In both the Genetic Privacy inquiry and the current Privacy inquiry, the ALRC consistently has heard from the general public serious concerns about their personal information being held overseas. 

This is not a specific critique of the adequacy or otherwise of privacy regimes overseas—people simply don’t know.  Rather, it is an existential anxiety—a general feeling that they are losing control over something deeply personal, and there is little ability to do anything about it.  And I repeat, it is a serious and often repeated concern. 

The Australian Government is currently working hard to develop and have accepted an ‘APEC Privacy Framework’, with the intention of providing high standards and consistency across the Pacific Rim, at least. 

Changing attitudes?

One area in which the ALRC is devoting considerable emphasis and resources should be of particular interest to this audience: 

Is there an emerging generation gap in basic attitudes to privacy?  That is, do young people have such a fundamentally different approach to privacy that this should be recognised by law?  As mentioned, GenY and below generally seem quite comfortable in sharing personal information, photos and other material on websites. 

  • Does this represent a basic shift?  Or is simply the recklessness of youth, played out in a new medium using new technology?  
  • (That is, will they be horrified in a few years when prospective employers—and prospective in-laws—Google that intimate information??)

The ALRC has commenced a series of specially designed* workshops for children and young people to explore this issue further—already held in Perth, Brisbane, and Sydney (Dubbo students), Hobart very soon, and there is the possibility of another one in Sydney.

[* by consultants who are experts in the field of youth consultation]

The ALRC also recently set up a ‘Talking Privacy Website – Young People and Privacy’ — uses Flash multimedia technology, music etc — which provides information about privacy law and our inquiry and contains an online form to ‘Have Your Say!’.  There already has been strong interest, with lots of hits recorded.

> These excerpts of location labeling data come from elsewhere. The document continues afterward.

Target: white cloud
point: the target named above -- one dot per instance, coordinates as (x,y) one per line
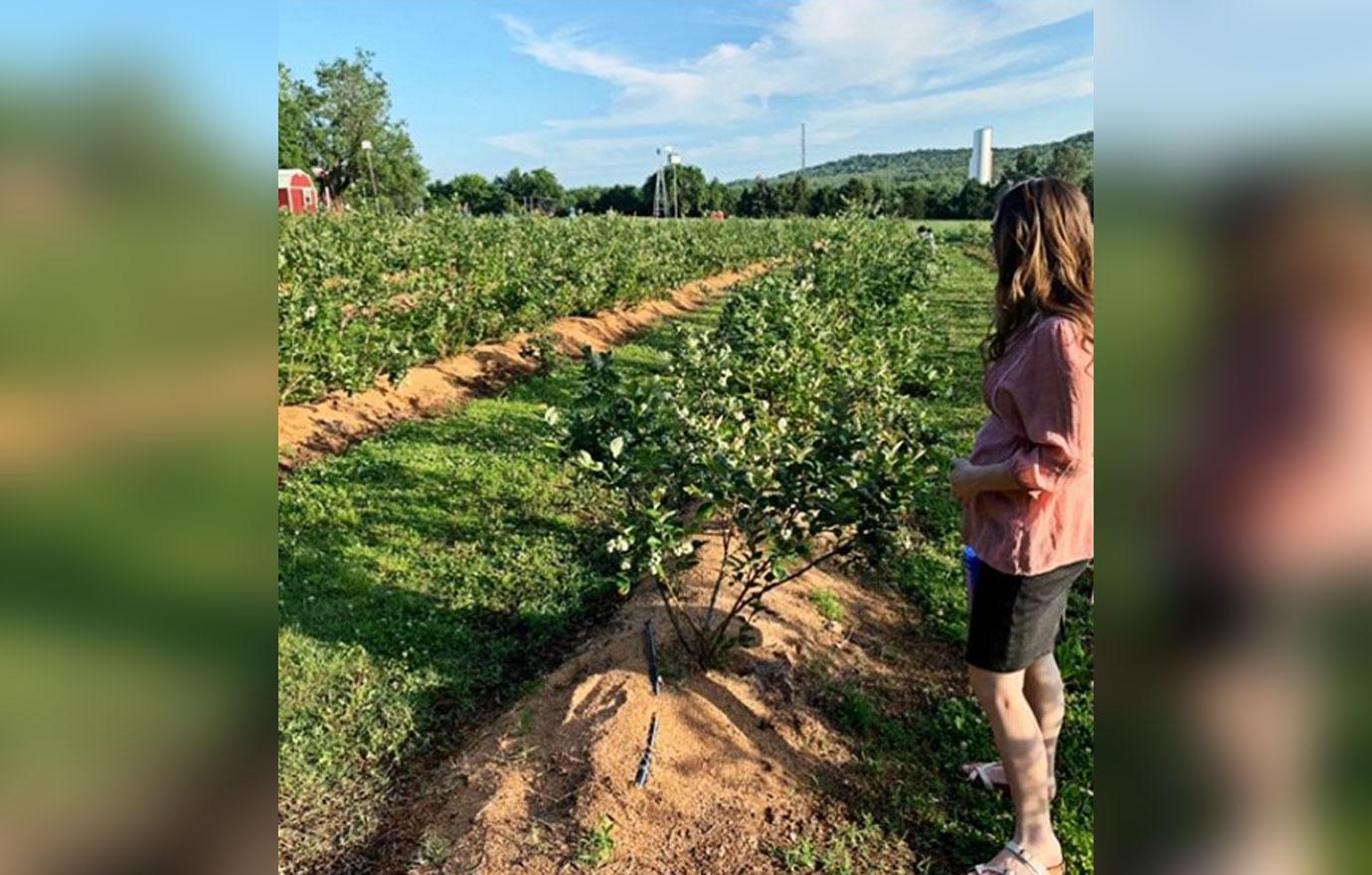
(820,47)
(860,64)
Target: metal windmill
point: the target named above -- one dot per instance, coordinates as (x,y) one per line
(667,206)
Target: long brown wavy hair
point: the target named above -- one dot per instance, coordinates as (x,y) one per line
(1044,245)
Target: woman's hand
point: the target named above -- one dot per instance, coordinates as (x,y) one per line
(963,479)
(967,480)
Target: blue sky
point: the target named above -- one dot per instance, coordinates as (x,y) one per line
(591,88)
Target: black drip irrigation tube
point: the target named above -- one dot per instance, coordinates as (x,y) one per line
(645,766)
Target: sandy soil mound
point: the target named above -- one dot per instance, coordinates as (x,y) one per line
(737,749)
(305,433)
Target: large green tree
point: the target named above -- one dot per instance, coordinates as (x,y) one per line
(327,123)
(295,107)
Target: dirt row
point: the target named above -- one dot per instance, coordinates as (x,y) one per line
(306,433)
(737,756)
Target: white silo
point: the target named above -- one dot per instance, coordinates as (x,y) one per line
(980,166)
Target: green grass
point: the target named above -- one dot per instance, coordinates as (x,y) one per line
(427,574)
(442,568)
(597,845)
(827,605)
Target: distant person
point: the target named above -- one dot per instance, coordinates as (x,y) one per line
(1026,495)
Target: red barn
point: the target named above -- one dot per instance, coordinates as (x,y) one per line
(295,192)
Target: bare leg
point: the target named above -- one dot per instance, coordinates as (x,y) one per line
(1044,690)
(1024,758)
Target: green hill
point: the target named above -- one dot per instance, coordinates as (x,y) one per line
(932,166)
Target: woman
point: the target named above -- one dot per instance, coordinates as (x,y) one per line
(1026,494)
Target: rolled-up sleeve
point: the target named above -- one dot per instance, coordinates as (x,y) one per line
(1049,393)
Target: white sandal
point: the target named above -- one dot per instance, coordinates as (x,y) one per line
(981,771)
(1024,856)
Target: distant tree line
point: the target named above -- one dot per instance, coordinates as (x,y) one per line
(325,123)
(796,195)
(321,127)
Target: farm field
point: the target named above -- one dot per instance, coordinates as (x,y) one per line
(364,295)
(435,575)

AND, next Monday: the ALRC will launch online resources for teachers for privacy and law reform, including how to integrate those materials into the high school legal studies curriculum.


As I mentioned, I have enormous admiration for what you do, and appreciate how difficult it is to do it well.  This evening has reinforced for me your enthusiasm and dedication to the task. 

I hope this meeting in Sydney has been productive, and I wish you all the best.  Thank you very much for your kind attention.